Unicode Cheat Sheet
Unicode (UTF-8) with PHP 8.0, MariaDB 10.4 / MySQL 8.0 and HTML5 Cheat Sheet
1. Conversion
1.1. How to transform file encoding
Example with PHP files on Linux:
find . -name "*.php"-exec iconv-f ISO-8859-1 -t UTF-8{} -o /path/to/utf8_files/{} \;
1.2. How to transform character encoding in MySQL databases
Procedure [1] (use the INFORMATION_SCHEMA database to build a script automatically):
- create a temporary, identical structure in a new database,
- copy all data to that structure,
- drop the initial structure and
- recreate it with the new character encoding:
-
CHARACTER SET utf8mb4 COLLATE utf8mb4_unicode_520_ci
-
- Check the maximum length of columns and index keys [2]
- Copy all data from the temporary structure to the new structure, converting all texts the new encoding, and finally
- Drop the temporary structure.
2. Configuration
2.1. HTTP and HTML
In php.ini [1]:
default_charset = UTF-8
or in httpd.conf or .htaccess [5]:
AddDefaultCharset UTF-8
or in the PHP code [5]:
header('Content-type: text/html; charset=UTF-8');
Additionally, put this in you HTML <head> block:
<meta charset="utf-8">
2.2. PHP
In php.ini [1.1]:
mbstring.language = Neutral mbstring.internal_encoding = UTF-8 mbstring.encoding_translation = On mbstring.http_input = auto mbstring.http_output = UTF-8 mbstring.detect_order = auto mbstring.substitute_character = none
or in httpd.conf or .htaccess:
php_value <php.ini directive> <value>
or in the PHP code [3] [1]:
mb_internal_encoding('UTF-8'); mb_http_output('UTF-8'); mb_detect_order('auto'); mb_substitute_character('none');
2.3. Verifications [4]
Run this small PHP script:
if ( ! extension_loaded('mbstring')) { die('mb functions not loaded'); } if (1 != preg_match('/^.{1}$/u', "ñ", $UTF8_ar)) { die('PCRE is not compiled with UTF-8 support'); } exit('ok');
3. MySQL Code
3.1. MySQL
Right after each connection, call [5] [2]:
SET NAMES 'utf8mb4';
SET collation_connection = 'utf8mb4_unicode_520_ci';
3.2. Ordering in MySQL
Ordering in MySQL or MariaDB depends on the collation you choose.
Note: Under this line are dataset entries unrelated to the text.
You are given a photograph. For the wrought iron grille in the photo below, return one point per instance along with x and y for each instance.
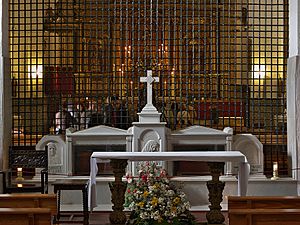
(220, 63)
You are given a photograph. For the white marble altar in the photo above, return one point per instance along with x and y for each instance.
(204, 156)
(57, 153)
(252, 148)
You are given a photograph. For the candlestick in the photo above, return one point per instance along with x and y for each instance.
(19, 174)
(275, 171)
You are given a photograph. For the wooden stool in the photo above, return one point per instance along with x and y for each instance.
(73, 185)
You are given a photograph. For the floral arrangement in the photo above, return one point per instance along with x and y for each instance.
(153, 200)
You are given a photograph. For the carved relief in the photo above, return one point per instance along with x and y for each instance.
(151, 146)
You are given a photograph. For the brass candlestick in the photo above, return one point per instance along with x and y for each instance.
(19, 174)
(275, 171)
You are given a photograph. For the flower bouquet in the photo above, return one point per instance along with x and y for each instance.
(153, 200)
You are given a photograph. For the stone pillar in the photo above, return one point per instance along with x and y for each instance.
(293, 90)
(5, 89)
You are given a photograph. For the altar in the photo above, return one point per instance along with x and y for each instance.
(215, 159)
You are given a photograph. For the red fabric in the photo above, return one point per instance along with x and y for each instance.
(59, 80)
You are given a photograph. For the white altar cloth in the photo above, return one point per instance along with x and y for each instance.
(203, 156)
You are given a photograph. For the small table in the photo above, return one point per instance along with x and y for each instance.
(73, 185)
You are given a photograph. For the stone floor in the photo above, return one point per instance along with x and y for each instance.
(102, 218)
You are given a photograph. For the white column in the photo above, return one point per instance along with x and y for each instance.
(5, 86)
(293, 90)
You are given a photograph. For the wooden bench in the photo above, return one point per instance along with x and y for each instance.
(48, 201)
(25, 216)
(267, 210)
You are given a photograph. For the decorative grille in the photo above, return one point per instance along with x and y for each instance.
(220, 63)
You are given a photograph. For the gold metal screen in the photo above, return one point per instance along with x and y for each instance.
(219, 63)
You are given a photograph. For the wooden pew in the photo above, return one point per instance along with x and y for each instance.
(267, 210)
(25, 216)
(42, 201)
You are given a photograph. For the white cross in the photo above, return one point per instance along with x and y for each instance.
(149, 79)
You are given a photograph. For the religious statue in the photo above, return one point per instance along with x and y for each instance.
(151, 146)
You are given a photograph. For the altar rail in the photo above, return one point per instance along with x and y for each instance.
(47, 201)
(255, 210)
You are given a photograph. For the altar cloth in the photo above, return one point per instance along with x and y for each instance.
(203, 156)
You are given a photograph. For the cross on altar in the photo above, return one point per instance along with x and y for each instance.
(149, 79)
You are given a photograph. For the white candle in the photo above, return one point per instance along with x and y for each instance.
(275, 166)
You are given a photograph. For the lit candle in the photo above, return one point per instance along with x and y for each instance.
(19, 174)
(275, 166)
(275, 171)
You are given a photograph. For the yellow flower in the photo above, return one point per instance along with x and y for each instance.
(176, 201)
(154, 201)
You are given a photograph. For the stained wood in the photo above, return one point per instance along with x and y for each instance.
(25, 216)
(48, 201)
(264, 210)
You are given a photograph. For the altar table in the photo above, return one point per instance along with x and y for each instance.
(120, 159)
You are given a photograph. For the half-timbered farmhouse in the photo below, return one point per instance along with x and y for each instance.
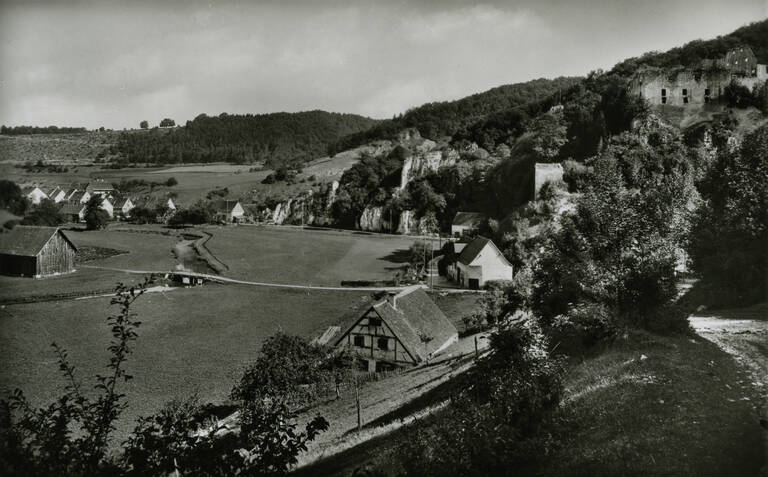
(402, 329)
(31, 251)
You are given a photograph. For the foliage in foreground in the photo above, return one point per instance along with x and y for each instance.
(730, 233)
(72, 435)
(493, 427)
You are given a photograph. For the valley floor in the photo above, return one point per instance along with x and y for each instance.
(648, 405)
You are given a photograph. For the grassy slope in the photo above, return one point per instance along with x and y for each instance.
(307, 257)
(191, 340)
(679, 412)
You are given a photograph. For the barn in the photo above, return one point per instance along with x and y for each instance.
(402, 329)
(31, 251)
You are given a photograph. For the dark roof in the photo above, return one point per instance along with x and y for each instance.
(470, 252)
(223, 205)
(71, 208)
(28, 240)
(414, 313)
(468, 219)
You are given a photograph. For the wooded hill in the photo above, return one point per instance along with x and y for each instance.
(278, 139)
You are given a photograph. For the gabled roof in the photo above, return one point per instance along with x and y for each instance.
(72, 208)
(468, 219)
(222, 205)
(28, 240)
(471, 251)
(413, 314)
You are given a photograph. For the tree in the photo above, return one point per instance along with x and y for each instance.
(71, 435)
(45, 213)
(11, 198)
(95, 216)
(730, 230)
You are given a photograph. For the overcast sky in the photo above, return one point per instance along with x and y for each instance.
(113, 64)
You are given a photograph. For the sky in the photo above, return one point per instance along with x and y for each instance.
(113, 64)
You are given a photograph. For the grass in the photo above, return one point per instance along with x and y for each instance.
(191, 340)
(681, 411)
(306, 257)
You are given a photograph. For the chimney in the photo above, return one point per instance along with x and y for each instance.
(392, 298)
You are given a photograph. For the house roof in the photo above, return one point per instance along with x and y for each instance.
(413, 314)
(468, 219)
(72, 208)
(224, 205)
(28, 240)
(471, 251)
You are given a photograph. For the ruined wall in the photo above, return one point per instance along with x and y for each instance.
(542, 173)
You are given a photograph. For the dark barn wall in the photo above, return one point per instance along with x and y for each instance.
(57, 256)
(17, 265)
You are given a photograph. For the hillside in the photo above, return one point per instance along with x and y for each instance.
(440, 119)
(755, 35)
(278, 139)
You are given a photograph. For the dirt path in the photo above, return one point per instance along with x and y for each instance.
(743, 333)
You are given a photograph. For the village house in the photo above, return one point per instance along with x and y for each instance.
(228, 210)
(35, 194)
(543, 173)
(31, 251)
(401, 329)
(122, 206)
(100, 187)
(466, 223)
(73, 211)
(479, 262)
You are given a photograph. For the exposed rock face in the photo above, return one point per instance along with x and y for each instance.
(426, 160)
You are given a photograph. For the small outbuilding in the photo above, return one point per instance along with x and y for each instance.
(401, 329)
(32, 251)
(481, 261)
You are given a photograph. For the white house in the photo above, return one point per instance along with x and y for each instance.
(479, 262)
(392, 331)
(466, 222)
(35, 195)
(229, 210)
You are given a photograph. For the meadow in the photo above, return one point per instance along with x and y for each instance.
(192, 340)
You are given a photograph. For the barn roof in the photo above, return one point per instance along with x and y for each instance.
(468, 219)
(471, 251)
(28, 240)
(413, 314)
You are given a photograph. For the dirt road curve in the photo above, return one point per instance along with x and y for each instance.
(743, 333)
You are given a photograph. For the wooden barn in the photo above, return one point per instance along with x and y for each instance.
(31, 251)
(402, 329)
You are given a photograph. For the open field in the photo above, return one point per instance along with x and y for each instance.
(191, 340)
(306, 257)
(686, 409)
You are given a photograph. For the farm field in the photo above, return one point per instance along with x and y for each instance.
(306, 257)
(191, 339)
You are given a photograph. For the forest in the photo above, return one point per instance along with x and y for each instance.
(276, 139)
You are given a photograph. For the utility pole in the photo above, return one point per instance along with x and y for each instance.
(357, 403)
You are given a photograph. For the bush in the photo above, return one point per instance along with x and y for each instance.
(584, 326)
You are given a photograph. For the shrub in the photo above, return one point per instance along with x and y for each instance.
(584, 326)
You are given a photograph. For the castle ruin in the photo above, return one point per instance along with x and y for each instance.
(702, 84)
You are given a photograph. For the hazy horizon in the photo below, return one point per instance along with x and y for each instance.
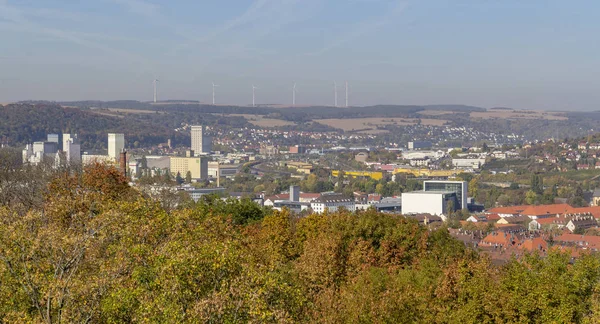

Detailed information about this subject may be found in the documentation on MySQL.com [2]. Look especially at the Unicode Character Sets section.
Examples:
-
utf8mb4_unicode_520_ci
is based on UCA 5.2.0 weight keys (UCA 5.2.0), -
utf8mb4_0900_ai_ci
is based on UCA 9.0.0 weight keys (UCA 9.0.0).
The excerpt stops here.